'The state of things' was a pretty dense description of what has been written, code wise. Let's get into the more recent work, actual progress on the actual game.
Rather than a list, let's just say what we have.
We have a zone that runs a scenario. Players can connect to the zone, and are then given several dialogs to select a team and commander type. AI players will be created to fill out any empty teams. The scenario specifies the team count, typically 2 but it will work with any number. When the scenario begins the commanders will move to a spawn point, summon their primary units, and they'll enter a combat state. If they enter proximity with an enemy unit they'll begin an attack sequence. The user can execute a couple different 'AI' actions, which tell the units where to go and how to act. This is all pretty simple stuff, but clearly necessary.
More time has been spent on the unit development. We've come up with a relatively detailed design for the primary unit types, how they develop, how they act, and what control the user has over them. Primaries develop with a simple class system; Each class has 10 ranks, each rank may grant new abilities and attributes. Some of these are allowed to be permanent improvements, which continue to take effect after the primary changes class. Some classes have prerequisites on other class ranks. This forms a fairly wide tree of possible primary unit types.
The intent for the primaries is that they are your group's customization. Selection of which class they are (and which they have been in the past) determines your ability selection. It also determines how you'll want to build formations and develop your commander. The commander's development methodology is not as well determined or implemented as of yet, but the plan is to use a fairly simple skill system. Commanders focus on formations, managing morale, and utilizing territory, rather than styles of attacks and defenses. This makes them a bit more complicated to design, but more interesting as well.

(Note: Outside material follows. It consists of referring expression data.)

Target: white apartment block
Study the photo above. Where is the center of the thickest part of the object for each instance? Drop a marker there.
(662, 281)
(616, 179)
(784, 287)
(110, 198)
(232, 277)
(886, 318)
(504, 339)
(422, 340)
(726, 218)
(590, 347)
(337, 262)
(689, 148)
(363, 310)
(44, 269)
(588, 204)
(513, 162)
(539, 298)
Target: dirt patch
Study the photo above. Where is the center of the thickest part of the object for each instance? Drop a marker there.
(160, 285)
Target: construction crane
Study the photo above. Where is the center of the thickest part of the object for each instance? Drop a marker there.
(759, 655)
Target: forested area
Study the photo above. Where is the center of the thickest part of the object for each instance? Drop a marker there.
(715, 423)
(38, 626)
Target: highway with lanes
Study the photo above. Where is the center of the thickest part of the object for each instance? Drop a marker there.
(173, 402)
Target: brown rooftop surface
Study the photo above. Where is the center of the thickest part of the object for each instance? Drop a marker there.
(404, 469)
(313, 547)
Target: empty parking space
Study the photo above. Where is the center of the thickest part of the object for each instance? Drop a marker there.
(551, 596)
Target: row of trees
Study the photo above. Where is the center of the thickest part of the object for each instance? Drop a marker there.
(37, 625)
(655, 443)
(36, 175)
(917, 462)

We started designing each primary class in the generic server editor, but quickly ran into a scalability problem. The editor was not designed for mass data entry. Even just the 4 introductory classes would require 50 states and 40 actions, almost all of which are identical but for small changes. Since we want there to be a wide variety of primary types, this had to be resolved.
So we started building a file to store all our data in, which we would parse, and then construct the gamedata from. This is remarkably easy with the World as it is. Next, since now I'm not the only one working on the system, we decided to make this file sharable and easily to collaborate on. So we uploaded it to google docs. Next, I decided that downloading the file, processing, and running it, was entirely too cumbersome, so we wrote some code to do all that automatically.
So now we have an online document, and the system automatically builds the classes from it. This is very cool. Trust me. We expanded the file to include action declarations, state descriptions, class data, and some commander data as well.
So great! We've got some data. Creating a new class is wonderfully straightforward; add its abilities and states into the doc, make the class ranks, and rebuild. Takes about 10 minutes. Sure, there isn't a client to actually play with them yet, but that'll get here soon.
About this time someone mentioned how cool it would be to have a simulator to test class balance. That sounded fun, so I wrote it. Continuing on from the previous kick, I decided that we'd use another google doc to store the sim inputs. And heck, why not just spit it back out into the spreadsheet as well? Oh, and since we're using a scheduler for all the operations, why not just fake the timing so that it runs at 100% CPU, instead of waiting for realtime to pass? Sure, why not?
So we have a single program now, that reads in the class data from online, builds the class data, actions, and states, then runs every single class rank against every other class at the same rank, 100 times, then spits the output back to a google spreadsheet. 100 fights takes about 7 seconds, so the current testing spreadsheet (about 70 comparisons, 100 iterations each) takes a couple minutes. But that's 7000 fights! You can watch the spreadsheet just fill in with data. Make a small tweak; rerun just one line, test the output, and repeat! It's addictive. I think I'll go make a new class now, just for fun.
Wait, maybe I should make the game playable.
Nah, the sim's good enough. We'll just play that.